12.03.2008

The Tea Party: The Fashion (Faux Pas) Show

Previously: 1. Prelude , 2. Tea Ceremony , 3. Getting Ready, 4. The Kids

Did everyone but me know that there are so many rules on wedding guest attire before planning a wedding? Different resources yield varying info, but I guess black can be to too somber and red can be too distracting... and holy crap people get all kinds of worked up about wearing white!

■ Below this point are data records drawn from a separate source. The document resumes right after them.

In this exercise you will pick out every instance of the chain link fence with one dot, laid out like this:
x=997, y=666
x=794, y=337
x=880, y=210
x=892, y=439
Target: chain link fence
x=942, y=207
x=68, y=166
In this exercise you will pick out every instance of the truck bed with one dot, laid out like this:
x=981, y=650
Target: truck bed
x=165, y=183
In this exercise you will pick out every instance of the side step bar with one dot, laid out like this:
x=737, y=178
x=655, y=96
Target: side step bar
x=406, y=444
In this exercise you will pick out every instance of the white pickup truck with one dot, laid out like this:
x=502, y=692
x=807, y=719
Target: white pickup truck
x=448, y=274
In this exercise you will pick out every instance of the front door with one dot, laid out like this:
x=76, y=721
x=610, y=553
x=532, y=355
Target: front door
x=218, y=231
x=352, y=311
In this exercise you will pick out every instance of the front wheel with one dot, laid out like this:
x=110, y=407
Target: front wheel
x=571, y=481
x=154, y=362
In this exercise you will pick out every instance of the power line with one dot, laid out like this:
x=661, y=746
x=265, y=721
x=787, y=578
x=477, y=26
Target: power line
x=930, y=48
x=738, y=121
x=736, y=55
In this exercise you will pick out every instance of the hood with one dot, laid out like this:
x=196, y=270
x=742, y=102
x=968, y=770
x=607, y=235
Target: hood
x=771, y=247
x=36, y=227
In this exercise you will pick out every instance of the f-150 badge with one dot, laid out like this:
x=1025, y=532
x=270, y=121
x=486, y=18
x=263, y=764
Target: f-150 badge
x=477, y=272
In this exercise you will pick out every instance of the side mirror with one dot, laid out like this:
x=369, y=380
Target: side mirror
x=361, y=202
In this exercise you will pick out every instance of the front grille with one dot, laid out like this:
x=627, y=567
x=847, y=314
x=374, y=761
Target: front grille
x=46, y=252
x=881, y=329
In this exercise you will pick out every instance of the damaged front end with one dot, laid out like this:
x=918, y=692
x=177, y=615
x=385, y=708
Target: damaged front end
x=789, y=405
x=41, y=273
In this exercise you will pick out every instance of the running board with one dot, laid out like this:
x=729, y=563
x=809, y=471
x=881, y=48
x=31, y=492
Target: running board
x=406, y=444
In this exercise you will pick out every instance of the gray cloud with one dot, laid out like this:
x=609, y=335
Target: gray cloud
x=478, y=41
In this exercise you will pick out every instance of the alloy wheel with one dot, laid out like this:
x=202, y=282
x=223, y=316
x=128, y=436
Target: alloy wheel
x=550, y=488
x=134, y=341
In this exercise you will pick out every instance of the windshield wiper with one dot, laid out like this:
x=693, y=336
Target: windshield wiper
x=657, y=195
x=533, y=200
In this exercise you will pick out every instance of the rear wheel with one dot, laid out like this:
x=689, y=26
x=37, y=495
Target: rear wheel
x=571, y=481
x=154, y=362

I honestly didn't think I would remotely care if anyone showed up to the wedding wearing white. In fact, there were quite a few guests who wore white dresses with brightly colored accessories and they were all gorgeous! But when I first saw the hubs' grandma for the first time that day dressed entirely in white, my first thought was... 'Oh no!'
(his g-ma, my g-ma,
my mom, his mom)


Now that's not the 'Oh no, everyone will mistake her for the bride!' or 'Oh no, now she'll take all the attention away from me!' Rather, considering that the hubs' grandmother is pretty traditional, it honestly crossed my mind that this was her way of showing her disapproval for our marriage. I had only met her less than half a dozen times and don't know her well enough to tell you much besides that she's a very nice lady. I searched for an answer in my mind but then realized it was pointless, and so I moved on. The busy day kept my mind off the matter except for the moment when she came to speak to me (with hugs and nothing but kind words) at the reception.

My FIL called one day inquiring what he was suppose to wear to the wedding. The hubs asked him what nice clothes he had, and if he had a tie. His honest response was 'Oh man I have to wear a tie?' Needless to say I was ready for his nice outfit (the 80's suit with cowboy boots), though MIL made him get a new suit and a matching red tie instead. Thanks to her, I got a chance to fully see where some of the hubs' good looks came from.
I didn't care so much to put anyone in tuxes, but the hubs put his traditional foot down on this one. Since these were his boys, I didn't bother to protest.
The groomsmaids (left pics) were hard at work helping set up prior to the ceremony and we did not all get ready together. It was hot early in the evening and both of them had the button to the mandarin collar undone. I think it is as reasonable it is for me to assume they would have it buttoned, as it is reasonable for them to assume that it need not to be. No matter though, they were all beautiful regardless! But the lesson learned: if you're asking those who are unfamiliar to don cultural wardrobe, provide instructions because self-explanatory to you isn't necessarily to everyone else!
Here is a closeup of the 'fits modeled by MOH & BestMan. The girls appreciated my choice of fans over flowers in the heat, while the groomsmen complained about the hot tux the hubs put them in.
Mom: share da shade!
G-ma: No!
As you can see, there were red, black, and even white everywhere. Most were planned, some were not, but it all turned out wonderfully. As for my suspicion for disapproval, I will just have to take the hubs' word that it is not the case.

Anyone else caught off guard by wedding guest attire?